Girls on the gridiron

Alise Scaggs and Alexis Ervin are all grit on the gridiron, part of an all-girl tackle football league.

"When I score a touchdown it's probably one of the most exciting feelings I've ever experienced," said Scaggs.

Ervin said, "This is aggressive and I like the contact."

Nearly 2,000 girls now play on formerly all-boys high school teams. There is a girls flag football team managed by USA Football, and girls tackle leagues are popping up around the country.

Chad Oldham helped launch one league when his daughter wanted to play. He said it is about time girls have the option.

"To be honest with you, I don't know why it's been so long for girls to play tackle football. They enjoy the sport just as much, and even more, as the boys do."

While they may enjoy the sport-- what about the risks? There are no studies specifically on girls playing football. But one nationwide study of nine high school sports found that, overall, "a significantly higher proportion of concussions was seen for girls versus boys."
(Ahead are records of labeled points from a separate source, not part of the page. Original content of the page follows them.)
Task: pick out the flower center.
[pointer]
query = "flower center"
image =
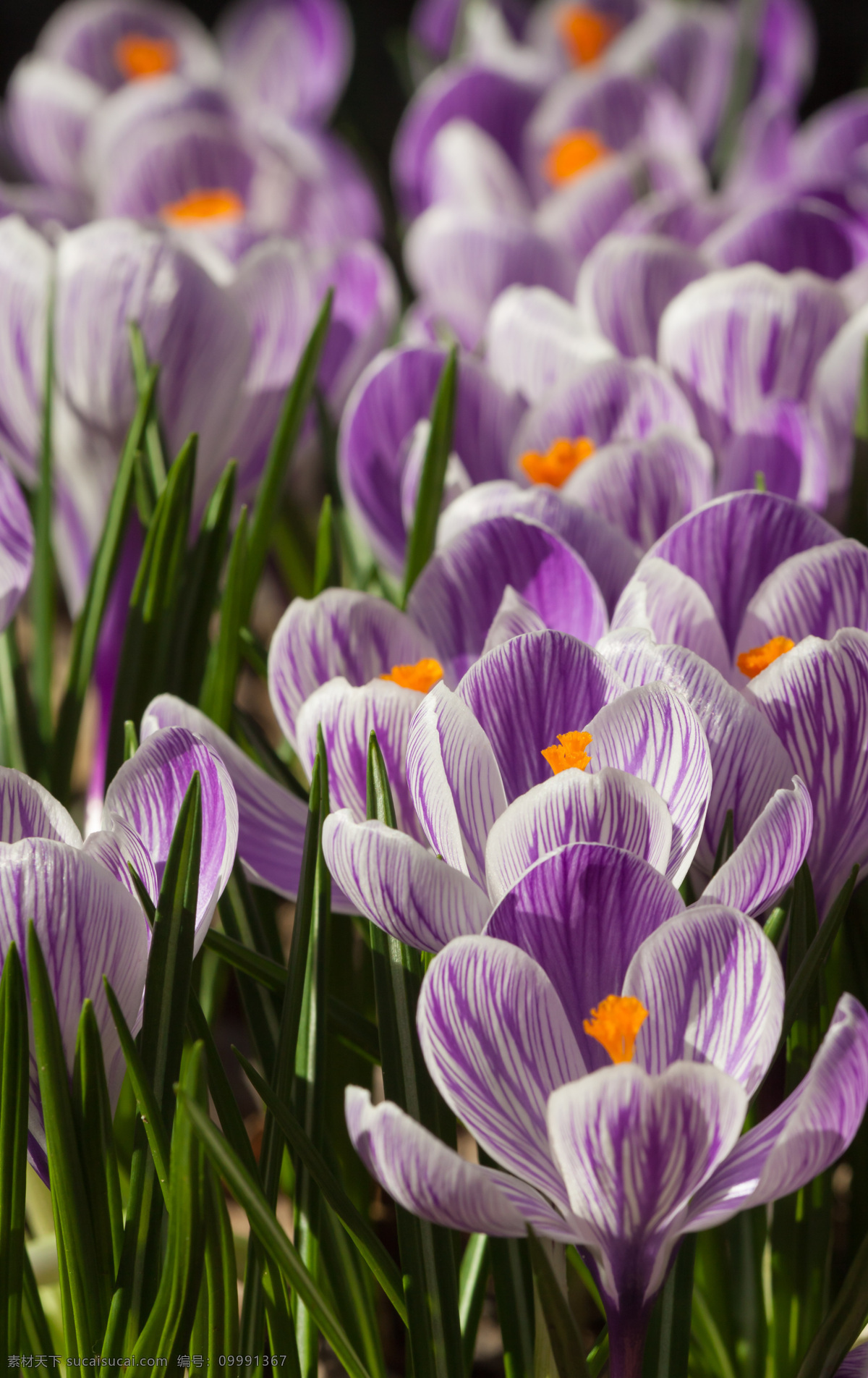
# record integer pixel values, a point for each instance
(558, 462)
(422, 677)
(138, 57)
(754, 661)
(204, 204)
(615, 1023)
(584, 32)
(571, 754)
(572, 153)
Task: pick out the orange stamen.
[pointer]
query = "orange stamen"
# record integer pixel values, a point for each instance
(422, 677)
(571, 754)
(204, 204)
(572, 153)
(754, 661)
(140, 57)
(615, 1023)
(558, 462)
(584, 32)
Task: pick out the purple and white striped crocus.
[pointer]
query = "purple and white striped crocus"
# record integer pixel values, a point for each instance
(501, 774)
(603, 1047)
(82, 897)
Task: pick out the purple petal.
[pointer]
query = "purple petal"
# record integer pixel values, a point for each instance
(746, 334)
(498, 102)
(626, 284)
(615, 400)
(749, 762)
(48, 106)
(393, 394)
(733, 544)
(430, 1180)
(765, 863)
(461, 261)
(498, 1044)
(531, 690)
(575, 806)
(582, 913)
(459, 591)
(148, 792)
(816, 699)
(535, 342)
(87, 925)
(347, 717)
(802, 234)
(117, 847)
(668, 604)
(338, 633)
(292, 57)
(405, 889)
(653, 733)
(25, 269)
(805, 1134)
(786, 447)
(271, 819)
(644, 487)
(633, 1149)
(714, 990)
(608, 554)
(454, 780)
Oldham said his coaches are all certified in the "Heads Up Concussion Prevention Program," and his league has adjusted the game to protect the players and make fun the priority.

"We basically eliminated all the high impact plays. The field isn't the same size as what the boys play when they play on a smaller field, to reduce higher impacts."

Parents of players said they also take some comfort knowing their daughters are tackling other girls, but they never forget that risk is part of the game.

"With any sport you're going to have some sort of risk involved. So, I'm beyond the mom that's scared on the sidelines," said Andrea Hollinghead, parent.

"I think every girl should have the opportunity to play," said Scaggs.

Research finds an increasing number of concussions in all sports for all kids. And even though rules are adjusted on the all-girls tackle teams, co-ed rules remain the same for girls and boys.